Re: How to achieve lightweight workspaces [message #699014 is a reply to message #695313] Wed, 20 July 2011 16:28 Go to previous message
David M. Karr is currently offline David M. KarrFriend
Messages: 801
Registered: July 2009
Senior Member
I would do this with a combination of elements, both within Eclipse and outside of it.

You can use Mylyn task contexts as your "lightweight workspace". When you're working on one task, your context is limited to the projects associated with that task, which affects both the project/package explorer and the tabs in the source view.

In my work environment, I have a similar problem. Our "application" consists of about twenty separate Eclipse projects, and we're working on this on several branches, often at the same time. Several projects will be on one branch, several on another, and often on multiple branches. Many of these projects have dependencies on each other.

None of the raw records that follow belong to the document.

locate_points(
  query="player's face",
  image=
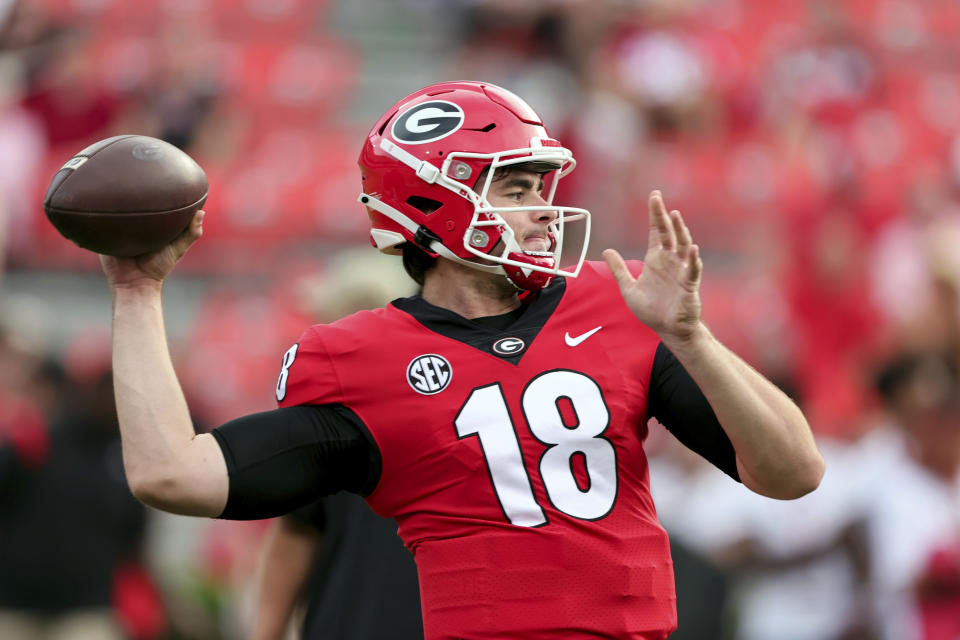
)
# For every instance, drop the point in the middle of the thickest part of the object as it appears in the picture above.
(519, 189)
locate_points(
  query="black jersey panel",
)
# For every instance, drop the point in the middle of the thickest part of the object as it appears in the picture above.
(678, 404)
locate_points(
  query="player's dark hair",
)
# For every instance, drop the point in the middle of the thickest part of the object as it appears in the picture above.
(416, 262)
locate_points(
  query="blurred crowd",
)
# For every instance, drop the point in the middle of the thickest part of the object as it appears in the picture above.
(813, 146)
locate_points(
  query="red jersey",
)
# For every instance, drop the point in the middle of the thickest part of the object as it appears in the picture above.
(512, 459)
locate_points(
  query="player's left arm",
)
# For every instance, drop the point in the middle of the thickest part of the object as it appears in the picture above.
(776, 453)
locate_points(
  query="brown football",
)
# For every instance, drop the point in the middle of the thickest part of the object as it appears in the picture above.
(125, 195)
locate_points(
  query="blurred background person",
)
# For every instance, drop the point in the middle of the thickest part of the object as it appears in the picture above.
(71, 561)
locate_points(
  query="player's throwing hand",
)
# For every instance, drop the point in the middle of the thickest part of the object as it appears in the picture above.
(152, 268)
(666, 296)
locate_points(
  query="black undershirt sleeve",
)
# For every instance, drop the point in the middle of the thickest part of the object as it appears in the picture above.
(678, 404)
(286, 458)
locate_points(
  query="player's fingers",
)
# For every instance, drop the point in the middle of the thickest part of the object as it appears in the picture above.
(190, 235)
(684, 239)
(661, 231)
(695, 265)
(618, 268)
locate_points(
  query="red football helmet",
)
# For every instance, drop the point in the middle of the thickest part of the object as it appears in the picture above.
(420, 164)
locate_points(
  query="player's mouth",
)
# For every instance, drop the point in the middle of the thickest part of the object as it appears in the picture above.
(536, 245)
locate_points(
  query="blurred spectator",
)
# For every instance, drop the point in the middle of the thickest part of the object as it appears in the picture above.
(70, 562)
(780, 570)
(914, 513)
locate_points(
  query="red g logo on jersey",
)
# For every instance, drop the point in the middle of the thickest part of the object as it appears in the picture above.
(429, 374)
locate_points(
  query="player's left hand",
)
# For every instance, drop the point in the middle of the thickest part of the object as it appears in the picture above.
(666, 296)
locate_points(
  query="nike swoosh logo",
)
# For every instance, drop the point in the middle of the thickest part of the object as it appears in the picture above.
(574, 341)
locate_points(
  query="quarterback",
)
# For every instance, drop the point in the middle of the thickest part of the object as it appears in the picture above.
(500, 414)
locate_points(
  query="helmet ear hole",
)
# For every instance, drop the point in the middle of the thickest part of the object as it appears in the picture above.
(424, 205)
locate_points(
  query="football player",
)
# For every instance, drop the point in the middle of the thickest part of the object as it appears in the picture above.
(499, 416)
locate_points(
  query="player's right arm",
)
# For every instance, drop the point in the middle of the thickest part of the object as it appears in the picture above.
(257, 466)
(167, 465)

Our build script unfortunately requires that we check out each of these projects with their original name. That means if I want to build the entire application from Eclipse, I can only check out one version of each project. I concluded that I didn't want to be limited to that, and I also felt that I don't have to build the entire application that often.

When I check out projects, I check them out as "originalname-branchname". I do this consistently. When I first started doing this, I started manually changing the build path dependencies to point to the projects with the same "-branchname" suffix. That got old real fast.

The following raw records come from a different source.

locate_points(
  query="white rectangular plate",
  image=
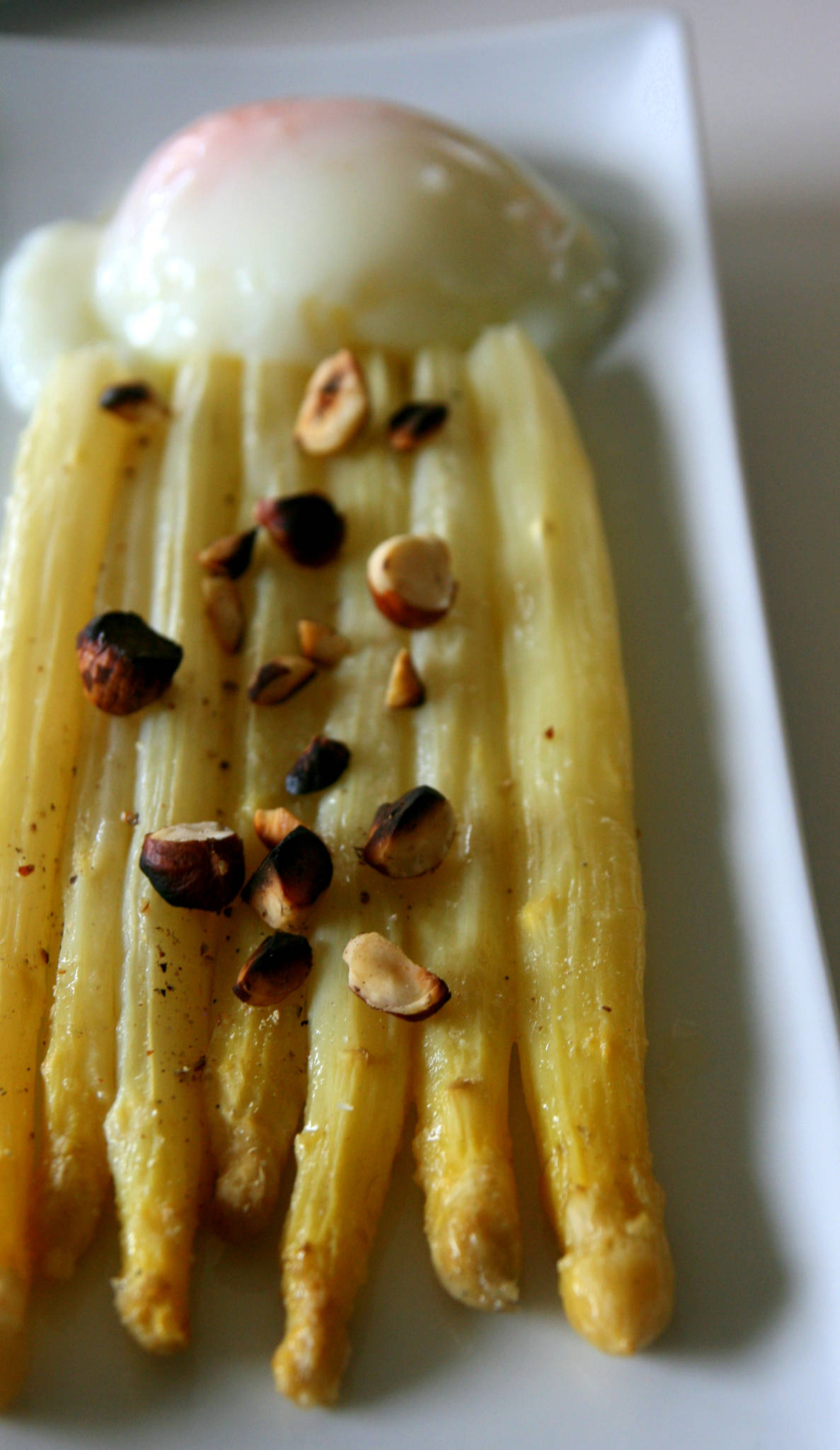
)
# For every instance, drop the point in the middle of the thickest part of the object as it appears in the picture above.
(743, 1066)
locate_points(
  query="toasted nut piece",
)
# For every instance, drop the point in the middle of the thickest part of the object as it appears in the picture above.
(274, 826)
(390, 982)
(406, 687)
(410, 579)
(290, 879)
(410, 835)
(277, 969)
(321, 766)
(415, 424)
(335, 405)
(322, 643)
(304, 525)
(277, 679)
(199, 866)
(225, 612)
(229, 556)
(123, 663)
(134, 402)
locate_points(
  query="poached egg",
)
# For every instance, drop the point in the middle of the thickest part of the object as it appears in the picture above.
(294, 227)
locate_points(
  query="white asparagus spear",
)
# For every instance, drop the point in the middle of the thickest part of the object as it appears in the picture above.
(156, 1129)
(358, 1066)
(80, 1063)
(461, 915)
(67, 473)
(578, 895)
(255, 1076)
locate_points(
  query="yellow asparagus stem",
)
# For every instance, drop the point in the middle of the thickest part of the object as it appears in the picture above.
(80, 1063)
(578, 899)
(156, 1129)
(66, 479)
(255, 1078)
(461, 915)
(358, 1069)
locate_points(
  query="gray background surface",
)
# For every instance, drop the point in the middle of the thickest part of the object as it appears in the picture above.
(771, 105)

I then decided to build an external tool that manages much of this for me. I wrote a Java class that reads an XML configuration file (using Commons Digester) which specifies the build trees I want to manage. Each build tree element specifies a root directory on the drive to create the build tree, and a workspace directory where the "target" projects live. I also specify a default branch name, and a list of projects with a "basename" and an optional branch name.

When the tool runs, it creates the build tree directory, and in that directory it creates symbolic links (or junctions on Windows) to each of the projects specified in the build tree element, where the link name is the "basename", and it links to the project with the appropriate branch name suffix.

The tool also knows what the ".classpath" file looks like in each project, and it knows what changes it has to make to fix the project dependencies in Eclipse.

After I've run the tool, I can run the application build from the build tree directory, and in Eclipse (after I refresh), all the compile errors from missing depenencies are gone.

You could even use "team project sets" to import an entire set of projects with a specified branch in a single step.